Nor would they be likely to grow if their area of self-determination was reduced to a territory conforming more to their majority position, perhaps bounded by the River Ban and the Mourne Mountains. Necessarily, this would include Belfast where the religious-political divide is almost equal. The new province would be as unstable as the old.
The answer remains what Matgamna denies. The fact that the struggle for Irish self-determination has to be seen, and waged accordingly, as an all-Ireland fight does not mean that it must be a ‘war of conquest’ by ‘the Catholics of all Ireland’ (P.191). The process of Permanent Revolution could be seen working at times when the struggle was at its most intense, in 1969, 1972 and during the 1981 hunger strike. On those occasions, what was a bourgeois nationalist military struggle appealing to all nationalists and limited to the six county province became a group of working class struggles in the work places of the republic. On the one hand, the Labour-union bureaucracy and on the other, the Republicans, whose identification of revolution with their armed struggle forced them to maintain its partitionist nature suppressed the possibility. Yet it had appeared and must be recorded and shown to be the way forward for the Irish revolution.
It must be said that not only does the objective potential exist for world socialist revolution, but so do many of the subjective conditions. What is lacking is the organised will to take advantage thereof. The Fourth International is jettisoning the programme of Marxism in a desperate chase for broad fronts. The other international bodies of the tradition follow different forms of philistinism and defend them dogmatically. Matgamna offers an alternative which is, if anything, worse. In his world perspective, the larger part of the planet is to avoid any revolutionary action as being premature before the working peoples of the imperialist states are ready to rise. He does not consider the possibility that revolution in the semi-colonial world could be a catalyst for that in the imperial metropoles, both as an inspiration to the exploited and a weakening of the exploiters. He does not seem to consider that though, by itself, a nationally limited revolution in such a country cannot achieve socialism and may only make a small dent in world capitalist hegemony, it can improve the lives of the working people in the states concerned. (With all Matgamna’s horror of what he perceives as Stalinism, does he really think the Cubans lived better under the Batista-Mafia regime than under its conqueror, Castro?) Nor does he consider the all too real possibility that the pressures leading to revolution in the semi-colonial world have to be harnessed to Marxist ends lest they be diverted into culturalist reaction; the last four decades in the middle east are witness to this.
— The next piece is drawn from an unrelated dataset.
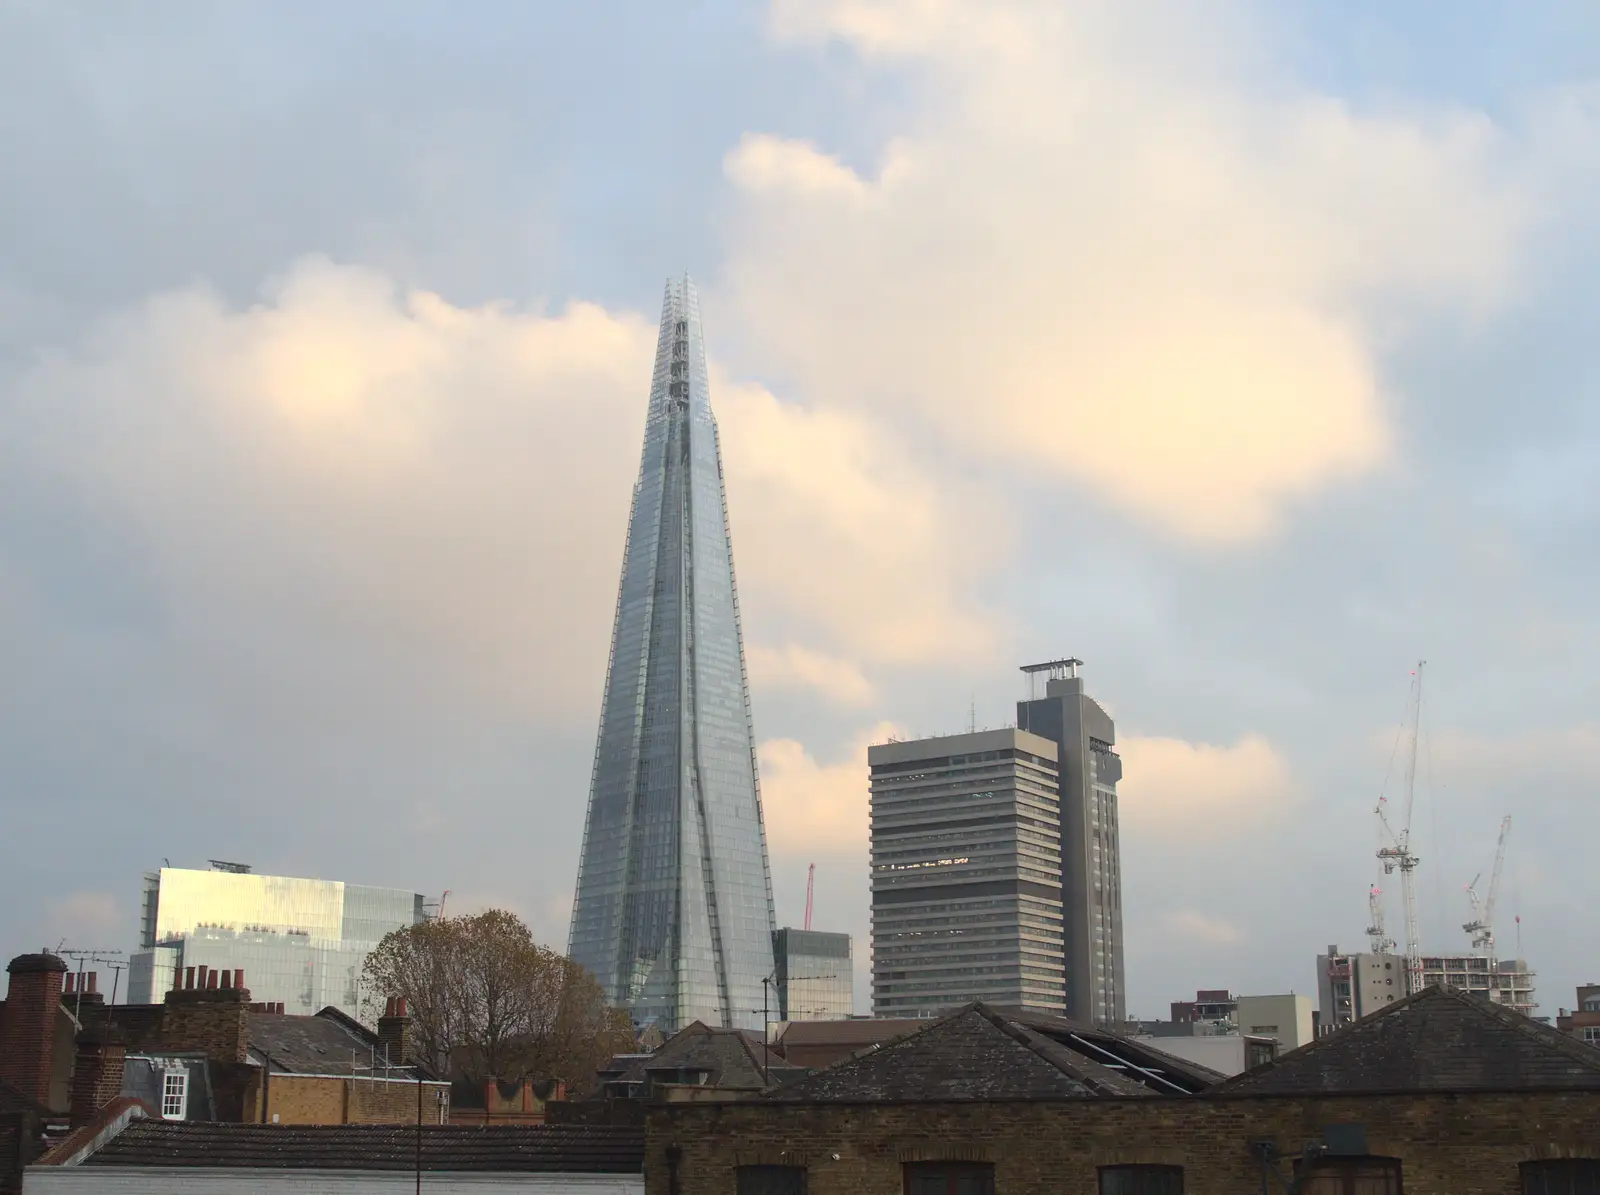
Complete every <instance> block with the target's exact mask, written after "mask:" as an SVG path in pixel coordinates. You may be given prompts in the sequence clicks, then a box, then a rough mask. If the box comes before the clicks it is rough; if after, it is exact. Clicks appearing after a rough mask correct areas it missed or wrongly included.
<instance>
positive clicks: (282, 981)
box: [128, 865, 422, 1016]
mask: <svg viewBox="0 0 1600 1195" xmlns="http://www.w3.org/2000/svg"><path fill="white" fill-rule="evenodd" d="M421 920H422V896H421V894H419V893H406V891H400V889H397V888H365V886H362V885H349V883H342V881H339V880H302V878H294V877H286V875H254V873H253V872H248V870H242V869H238V867H237V865H229V870H221V869H216V870H208V872H206V870H192V869H186V867H163V869H162V870H158V872H147V873H146V877H144V901H142V912H141V918H139V945H141V950H139V952H138V953H134V955H133V958H130V960H128V963H130V965H128V1000H130V1003H158V1001H160V1000H163V998H165V995H166V992H168V990H170V989H171V987H173V985H174V979H178V977H179V976H182V974H184V971H186V969H187V968H200V966H205V968H206V969H208V971H243V973H245V987H248V989H250V995H251V1000H258V1001H267V1003H282V1005H283V1011H285V1013H299V1014H306V1016H309V1014H312V1013H317V1011H320V1009H323V1008H328V1006H330V1005H331V1006H334V1008H339V1009H342V1011H346V1013H349V1014H350V1016H357V1014H358V1003H360V990H358V984H360V977H362V965H363V963H365V961H366V955H368V953H371V950H373V947H376V945H378V942H381V941H382V937H384V934H387V933H390V931H392V929H400V928H405V926H408V925H414V923H416V921H421Z"/></svg>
A new international Bolshevik Leninist Party is needed. It will be built by activists, but by activists who are prepared to argue out their positions honestly. There will be opportunities in which the permanent revolutionary process will take material form and provide opportunities for its practitioners to recruit. Much of the time they will do so by individual contact. How much time there is to do this is uncertain, but the clock is ticking.